Generated by claude-sonnet-4-6 · 2026-06-15 06:52 · grounding rag
Model Answer
(a) Sex of offspring is not always genetically determined in all animals. In some animals, environmental factors decide sex:
- Snails – social factors can determine sex.
- Lizards/Turtles – temperature during incubation of eggs determines the sex of offspring.

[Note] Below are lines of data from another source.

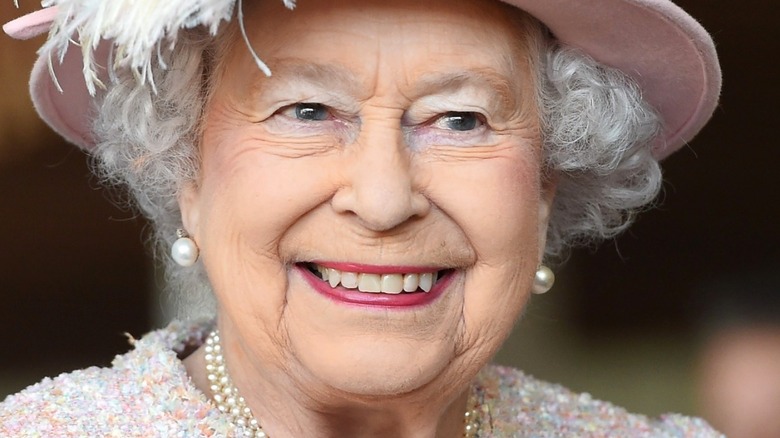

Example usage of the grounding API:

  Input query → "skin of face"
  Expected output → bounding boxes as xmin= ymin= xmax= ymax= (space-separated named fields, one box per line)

xmin=180 ymin=0 xmax=554 ymax=436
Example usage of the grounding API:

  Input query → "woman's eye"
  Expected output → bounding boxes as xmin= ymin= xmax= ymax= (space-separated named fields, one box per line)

xmin=434 ymin=111 xmax=483 ymax=131
xmin=285 ymin=102 xmax=330 ymax=121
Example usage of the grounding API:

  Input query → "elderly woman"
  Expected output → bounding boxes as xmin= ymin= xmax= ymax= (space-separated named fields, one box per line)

xmin=0 ymin=0 xmax=720 ymax=437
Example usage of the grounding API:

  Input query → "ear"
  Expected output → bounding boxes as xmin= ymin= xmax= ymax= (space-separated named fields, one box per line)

xmin=539 ymin=172 xmax=558 ymax=261
xmin=179 ymin=182 xmax=200 ymax=241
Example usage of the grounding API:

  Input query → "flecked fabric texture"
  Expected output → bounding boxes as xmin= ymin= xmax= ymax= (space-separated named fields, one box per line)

xmin=0 ymin=322 xmax=722 ymax=438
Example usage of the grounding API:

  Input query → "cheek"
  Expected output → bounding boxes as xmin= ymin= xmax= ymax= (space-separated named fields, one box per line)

xmin=430 ymin=154 xmax=541 ymax=265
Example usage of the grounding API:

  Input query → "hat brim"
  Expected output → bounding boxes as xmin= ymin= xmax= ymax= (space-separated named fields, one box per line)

xmin=6 ymin=0 xmax=721 ymax=159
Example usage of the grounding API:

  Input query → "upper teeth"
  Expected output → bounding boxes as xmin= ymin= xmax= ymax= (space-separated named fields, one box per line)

xmin=314 ymin=265 xmax=438 ymax=294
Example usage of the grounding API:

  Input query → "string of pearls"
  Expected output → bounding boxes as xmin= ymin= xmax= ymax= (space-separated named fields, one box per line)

xmin=205 ymin=330 xmax=268 ymax=438
xmin=204 ymin=330 xmax=479 ymax=438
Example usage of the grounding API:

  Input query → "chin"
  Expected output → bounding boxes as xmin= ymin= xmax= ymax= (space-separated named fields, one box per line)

xmin=296 ymin=336 xmax=455 ymax=397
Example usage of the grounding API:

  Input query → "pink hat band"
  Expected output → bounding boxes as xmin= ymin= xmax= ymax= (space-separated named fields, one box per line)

xmin=3 ymin=0 xmax=721 ymax=159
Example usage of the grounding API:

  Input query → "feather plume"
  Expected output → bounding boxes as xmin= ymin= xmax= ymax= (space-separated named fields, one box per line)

xmin=34 ymin=0 xmax=295 ymax=95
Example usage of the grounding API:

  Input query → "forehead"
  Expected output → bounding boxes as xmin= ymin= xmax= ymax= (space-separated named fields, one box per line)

xmin=216 ymin=0 xmax=535 ymax=94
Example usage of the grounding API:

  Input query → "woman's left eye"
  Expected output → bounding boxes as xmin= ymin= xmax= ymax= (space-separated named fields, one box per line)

xmin=433 ymin=111 xmax=484 ymax=132
xmin=281 ymin=102 xmax=331 ymax=122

Thus, factors other than sex chromosomes can determine sex in certain animals.
(b)
| Feature | Female | Male |
|---|---|---|
| Sex chromosomes | XX (two X chromosomes) | XY (one X, one Y chromosome) |
| Gametes produced | All eggs carry X | 50% sperms carry X, 50% carry Y |
The Y chromosome in males is smaller and carries fewer genes than the X chromosome.
Explanation
- Part (a) is 2 marks — give two distinct examples with a brief explanation each. Snails (social/environmental), lizards/turtles (temperature) are standard NCERT examples. The key point is that environmental factors, not genes, determine sex here.
- Part (b) is 1 mark — a simple comparison: Female = XX, Male = XY. One crisp differentiating point is sufficient. Don't over-explain.
- The source passages provided are unrelated (Chemistry/Physics), so this answer is based on NCERT Class 10 Biology (Chapter: Heredity and Evolution), as required by the question.